LONDON Kidney cancer patients should not be treated with four expensive new medicines on the National Health Service, the country's health cost-effectiveness watchdog said on Thursday.
The National Institute of Health and Clinical Excellence (NICE) said Roche's Avastin, Bayer's Nexavar, Pfizer's Sutent and Wyeth's Torisel could extend patients' lives by some months but were not cost-effective.
The drugs -- known generically as bevacizumab, sorafenib, sunitinib and temsirolimus -- should therefore not be a treatment option for advanced and/or metastatic kidney cancer, NICE said in its preliminary recommendation.
The decision fuels controversy about the way NICE rations treatment on the state health service in England and Wales, denying patients access to costly modern medicines that are used routinely in many countries, notably the United States.
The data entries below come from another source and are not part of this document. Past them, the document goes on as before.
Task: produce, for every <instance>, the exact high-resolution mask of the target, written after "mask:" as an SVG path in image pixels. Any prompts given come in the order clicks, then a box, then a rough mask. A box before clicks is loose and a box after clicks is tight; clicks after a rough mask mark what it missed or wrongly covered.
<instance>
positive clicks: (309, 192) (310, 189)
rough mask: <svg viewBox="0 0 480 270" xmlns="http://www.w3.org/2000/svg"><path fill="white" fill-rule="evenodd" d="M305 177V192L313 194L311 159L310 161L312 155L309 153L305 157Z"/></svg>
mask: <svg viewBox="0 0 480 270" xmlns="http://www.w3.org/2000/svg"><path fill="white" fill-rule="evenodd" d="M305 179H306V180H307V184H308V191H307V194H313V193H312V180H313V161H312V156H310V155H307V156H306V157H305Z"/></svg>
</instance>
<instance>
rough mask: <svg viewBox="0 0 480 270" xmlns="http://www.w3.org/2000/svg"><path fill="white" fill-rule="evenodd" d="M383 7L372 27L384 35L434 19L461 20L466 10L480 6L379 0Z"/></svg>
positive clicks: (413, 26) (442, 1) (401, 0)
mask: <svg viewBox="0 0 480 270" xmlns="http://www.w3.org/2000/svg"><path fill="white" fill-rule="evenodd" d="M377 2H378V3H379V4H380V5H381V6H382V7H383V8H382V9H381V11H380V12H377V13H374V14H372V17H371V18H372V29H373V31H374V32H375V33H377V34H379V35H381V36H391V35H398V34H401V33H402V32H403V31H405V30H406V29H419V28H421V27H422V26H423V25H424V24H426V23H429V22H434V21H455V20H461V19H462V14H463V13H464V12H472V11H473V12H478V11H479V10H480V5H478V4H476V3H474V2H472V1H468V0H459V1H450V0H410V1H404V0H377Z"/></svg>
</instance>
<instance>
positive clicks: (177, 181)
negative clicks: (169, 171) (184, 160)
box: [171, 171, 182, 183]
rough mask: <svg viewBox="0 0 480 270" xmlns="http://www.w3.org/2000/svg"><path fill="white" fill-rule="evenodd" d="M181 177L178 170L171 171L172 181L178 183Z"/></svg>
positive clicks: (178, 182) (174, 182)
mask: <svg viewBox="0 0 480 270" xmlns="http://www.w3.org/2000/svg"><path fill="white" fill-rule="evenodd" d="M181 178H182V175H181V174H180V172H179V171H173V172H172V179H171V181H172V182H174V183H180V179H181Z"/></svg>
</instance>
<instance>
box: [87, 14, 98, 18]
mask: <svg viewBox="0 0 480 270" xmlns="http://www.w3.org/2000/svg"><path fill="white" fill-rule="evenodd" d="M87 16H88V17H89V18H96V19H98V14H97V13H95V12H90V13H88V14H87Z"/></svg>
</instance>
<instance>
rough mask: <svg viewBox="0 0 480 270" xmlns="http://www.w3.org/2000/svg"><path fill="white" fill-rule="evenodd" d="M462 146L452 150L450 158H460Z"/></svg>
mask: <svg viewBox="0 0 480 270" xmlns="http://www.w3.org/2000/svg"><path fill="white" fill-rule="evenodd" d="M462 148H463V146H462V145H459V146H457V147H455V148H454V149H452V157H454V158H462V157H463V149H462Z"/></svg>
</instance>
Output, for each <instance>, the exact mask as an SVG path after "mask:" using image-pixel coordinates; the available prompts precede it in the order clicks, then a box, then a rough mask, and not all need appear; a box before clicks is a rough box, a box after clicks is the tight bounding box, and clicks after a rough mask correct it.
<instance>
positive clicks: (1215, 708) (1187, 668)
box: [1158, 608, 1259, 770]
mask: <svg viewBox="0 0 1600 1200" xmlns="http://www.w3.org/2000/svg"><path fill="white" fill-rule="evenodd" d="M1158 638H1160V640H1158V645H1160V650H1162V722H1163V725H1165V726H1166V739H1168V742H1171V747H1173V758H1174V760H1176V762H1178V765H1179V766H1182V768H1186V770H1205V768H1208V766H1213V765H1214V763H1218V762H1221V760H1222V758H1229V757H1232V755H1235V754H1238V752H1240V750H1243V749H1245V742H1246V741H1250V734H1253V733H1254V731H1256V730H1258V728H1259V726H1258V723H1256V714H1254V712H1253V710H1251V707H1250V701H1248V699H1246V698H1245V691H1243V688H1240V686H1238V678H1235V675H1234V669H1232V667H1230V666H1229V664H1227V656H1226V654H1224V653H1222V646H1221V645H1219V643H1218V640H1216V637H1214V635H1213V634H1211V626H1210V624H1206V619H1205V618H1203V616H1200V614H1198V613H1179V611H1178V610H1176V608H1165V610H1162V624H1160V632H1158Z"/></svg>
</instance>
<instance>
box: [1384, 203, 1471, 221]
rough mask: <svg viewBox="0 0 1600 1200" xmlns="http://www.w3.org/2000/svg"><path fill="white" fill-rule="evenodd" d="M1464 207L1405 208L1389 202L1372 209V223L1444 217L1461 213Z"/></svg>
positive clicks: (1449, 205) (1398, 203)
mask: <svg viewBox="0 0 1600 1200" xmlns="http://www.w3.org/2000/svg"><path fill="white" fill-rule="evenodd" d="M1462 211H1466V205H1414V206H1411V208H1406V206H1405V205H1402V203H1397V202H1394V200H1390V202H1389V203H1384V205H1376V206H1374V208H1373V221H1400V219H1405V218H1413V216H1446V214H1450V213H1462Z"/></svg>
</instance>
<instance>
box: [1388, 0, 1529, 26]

Cancer Research UK said it raised questions about whether NICE's system of appraisal was appropriate for all types of drugs, especially when there were few alternative treatments.
NICE argues it has to make tough choices when deciding which drugs should be paid for and which not.
Modern targeted drugs are revolutionising cancer care, yet they often increase survival by only a few months. Drug companies argue they need to charge a high price for them to make a return on risky research investment.
The high price of treatment with the kidney drugs means it would cost 71,500 to 171,300 pounds for every year of healthy life gained, NICE calculated.
NICE has led the world in assessing the cost-effectiveness of drugs since 1999 but similar "health technology assessment" bodies are springing up in other countries as payers seek a rational way to assess whether costly new targeted cancer therapies are worth using.
Worldwide cancer drug sales are expected to increase at an annual rate of 12-15 percent over the next five years -- twice the pace of the growth in the overall pharmaceutical market -- and reach $75 billion to $80 billion (38 billion to 41 billion pounds) by 2012, according to healthcare consultancy IMS Health.